BYOD Galore: Is The Workspace Secure?
BYOD has diversified over the last few years. It isn’t just about bringing to work a laptop or cell phone anymore, the story has gotten bigger and better for most part. Watches, glasses, belts and a whole lot more has hit the market offering to do things that no other watch, glasses or belt has done before. And of course if your employees are into gadgets they will eventually find their way to one of these things – and the likelihood is that you have no protocol set in place to control or contain the side effects that come with the use of such devices.
(Not) All Bad News
IDTechEx estimates that by 2024 the wearables market will expand to over $70 billion. That means that digital products in the shape of everyday tools, clothes, gadgets etc. are here to stay for the long haul. For companies this presents an interesting opportunity cost. Wearables could potentially help the business find data on how its employees are working as well. Who’s more productive, who’s more efficient, and does that guy really deserve to be employee of the month? A wearable could tell you all that. The cost would be the firm’s security.
The Apple Watch is just the beginning, earlier we even heard news of a prototype selfie drone that could be worn on the wrist and fly out for the perfect shot. The problem with all this tech isn’t the innovation (that’s actually what’s brilliant about them), it’s the fact that their susceptibility to malware, hacking is not being analysed at all.
A company, when compromised digitally, doesn’t just stand to lose a few files, it can also end up losing a whole lot of private data that can benefit its competitors. In addition to having to guard against data leaks employers also have to think about how allowing these unchecked BYOD into the workspace can affect their own IT infrastructure. The next time someone plugs in a malware infested selfie drone into an official device at work, what kind of damage will the company have to clean up? Privacy at the workplace of other employees can be compromised easily and the only way to stop that from happening is to stop such devices and gadgets from entering the workspace completely.

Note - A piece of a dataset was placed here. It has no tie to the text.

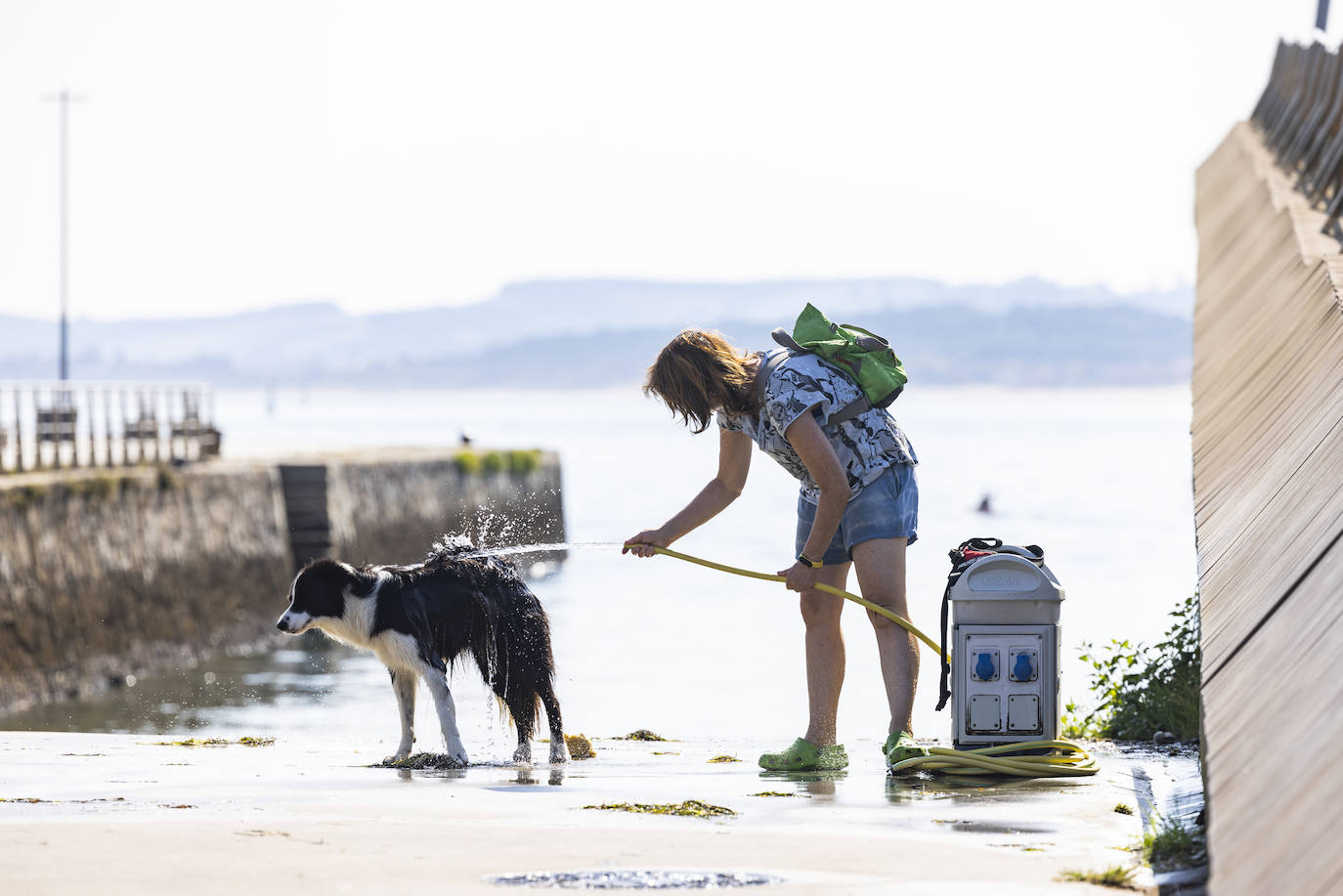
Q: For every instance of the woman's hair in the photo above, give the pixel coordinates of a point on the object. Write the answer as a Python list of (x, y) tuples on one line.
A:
[(700, 372)]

The problem with BYOD is that it is volatile in nature in that you can’t really touch the device but you need to find ways to minimize any probable harm that can stem from it. How do you control something you essentially have no control over. Moreover, how can you even tell that someone is bringing in a BYOD when it’s something they’re wearing? In order to stop the spread of any problem you would first need to detect the source – and unless you’re looking really hard, there is a chance you might not even see the source at all. As the world continues to become more and more digitized we are continually faced with all sorts of problems such as these. The only way to solve them it come up with coherent policies for the workforce.